The safety and tolerability results of telaprevir-based combination therapy were consistent across the Phase 3 studies. The most common adverse events regardless of treatment arm were rash, fatigue, pruritis, headache, nausea, anemia, insomnia, diarrhea, flu-like symptoms and pyrexia, with the majority being mild or moderate in severity.

More Effective Therapies Needed to Improve Viral Cure Rates

Hepatitis C is a serious disease, typically without symptoms, which affects up to 3.9 million people in the United States. Hepatitis C can lead to scarring of the liver (cirrhosis), resulting in liver failure, liver cancer and the need for liver transplantation. Approved medicines for people with genotype 1 hepatitis C are given for a year, and less than half of people treated with these therapies achieve a viral cure.4,5,6 Telaprevir is an investigational, oral inhibitor that acts directly on the HCV protease, an enzyme essential for viral replication. to date, more than 2,500 people with genotype 1 hepatitis C have received telaprevir in Phase 2 and Phase 3 studies.

“In our trials, starting patients with 12 weeks of telaprevir-based combination therapy significantly improved viral cure rates compared to treatment with currently approved medicines, even in groups of people considered the most difficult to treat,” said Peter Mueller, Ph.D., Chief Scientific Officer and Executive Vice President of Global Research and Development at Vertex. “We’re also encouraged by telaprevir data that showed most patients new to therapy were able to achieve high viral cure rates and reduce their total treatment time by half.”

Vertex is developing telaprevir in collaboration with Tibotec Pharmaceuticals and Mitsubishi Tanabe Pharma. Vertex has rights to commercialize telaprevir in North America and Tibotec has rights in Europe, South America, Australia, the Middle East and certain other countries. Mitsubishi Tanabe Pharma has rights to commercialize telaprevir in Japan and certain Far East countries.

Vertex was granted fast Track designation by the FDA for telaprevir in 2005. in mid-2010, as part of the fast Track designation, Vertex began to submit completed sections of the NDA for review by the FDA on a rolling basis rather than wait until every section of the application was complete.
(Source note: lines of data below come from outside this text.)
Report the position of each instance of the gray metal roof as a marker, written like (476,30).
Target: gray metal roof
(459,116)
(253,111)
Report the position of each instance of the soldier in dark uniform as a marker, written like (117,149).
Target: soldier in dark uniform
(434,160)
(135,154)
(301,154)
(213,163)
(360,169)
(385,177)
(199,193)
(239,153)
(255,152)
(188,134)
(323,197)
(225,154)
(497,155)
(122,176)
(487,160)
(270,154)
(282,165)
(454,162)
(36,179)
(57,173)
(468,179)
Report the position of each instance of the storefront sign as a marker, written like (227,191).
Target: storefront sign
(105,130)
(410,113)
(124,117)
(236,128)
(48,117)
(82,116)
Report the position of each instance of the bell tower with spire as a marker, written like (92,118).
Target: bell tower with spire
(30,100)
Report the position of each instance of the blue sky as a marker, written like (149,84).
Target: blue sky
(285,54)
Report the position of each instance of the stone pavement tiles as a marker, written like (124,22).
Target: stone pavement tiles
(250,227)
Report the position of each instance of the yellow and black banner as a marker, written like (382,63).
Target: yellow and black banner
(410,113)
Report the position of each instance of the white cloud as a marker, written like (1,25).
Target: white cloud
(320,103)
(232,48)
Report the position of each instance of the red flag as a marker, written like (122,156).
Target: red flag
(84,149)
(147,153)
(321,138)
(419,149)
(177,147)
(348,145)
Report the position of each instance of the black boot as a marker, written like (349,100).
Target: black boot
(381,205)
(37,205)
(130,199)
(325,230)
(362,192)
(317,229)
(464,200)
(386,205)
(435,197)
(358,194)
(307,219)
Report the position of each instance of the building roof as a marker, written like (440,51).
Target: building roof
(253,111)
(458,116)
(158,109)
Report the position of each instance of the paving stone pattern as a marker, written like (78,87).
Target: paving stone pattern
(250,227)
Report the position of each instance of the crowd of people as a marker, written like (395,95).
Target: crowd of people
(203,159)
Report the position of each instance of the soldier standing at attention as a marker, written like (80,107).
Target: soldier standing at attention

Data from Phase 3 Studies in all Major Patient Types, Including the most Difficult-to-Treat

The Phase 3 studies evaluated people with genotype 1 hepatitis C who were new to treatment as well as those who had previously received treatment but did not achieve a cure, including people who have traditionally responded poorly to approved medicines. in Phase 3 studies, telaprevir was given to people three times a day in combination with pegylated-interferon and ribavirin for the first 12 weeks of therapy followed by either 12 weeks or 36 weeks of Pegasys® (pegylated-interferon alfa-2a) and Copegus® (ribavirin) alone for a total treatment time of either 24 weeks or 48 weeks. The ability to shorten treatment time from 48 weeks to 24 weeks for people new to treatment was based on their response to therapy at weeks 4 and 12. People who did not achieve a viral cure with a prior course of therapy received a total of 48 weeks of treatment. in October 2010, Vertex announced the start of a Phase 3 study to evaluate twice-daily (BID) dosing of a telaprevir-based combination regimen.

ADVANCE: Pivotal study in 1,095 people who were new to treatment

The primary endpoint of ADVANCE was SVR, defined as the proportion of people who had undetectable viral load (HCV RNA) both at the end of treatment and 24 weeks after the end of treatment. The secondary endpoint was to evaluate the safety of telaprevir when dosed in combination with pegylated-interferon and ribavirin. ADVANCE also evaluated the ability to reduce total treatment time by half – from 48 weeks to 24 weeks, which was guided by a patient’s response to therapy (undetectable viral load at weeks 4 and 12).

ILLUMINATE: Supplemental study in 540 people to evaluate shorter treatment durations in people who were new to treatment

The primary endpoint of the study was SVR in two telaprevir-based treatment arms of people whose virus was undetectable at week 4 and week 12 of treatment (eRVR, extended rapid viral response). these patients were randomized to either 24 weeks or 48 weeks of total therapy. ILLUMINATE was designed to evaluate whether there was any benefit to extending therapy from 24 weeks to 48 weeks in people who met these criteria. There was no control arm of pegylated-interferon and ribavirin alone in the study.

in both the ADVANCE and ILLUMINATE studies, telaprevir-based combination therapy also resulted in improved SVR rates in various subgroups of people with characteristics known to limit response to approved medicines such as race/ethnicity or stage of liver fibrosis. Data from these studies were presented in November 2010 at the 61st Annual Meeting of the American Association for the Study of Liver Diseases (AASLD).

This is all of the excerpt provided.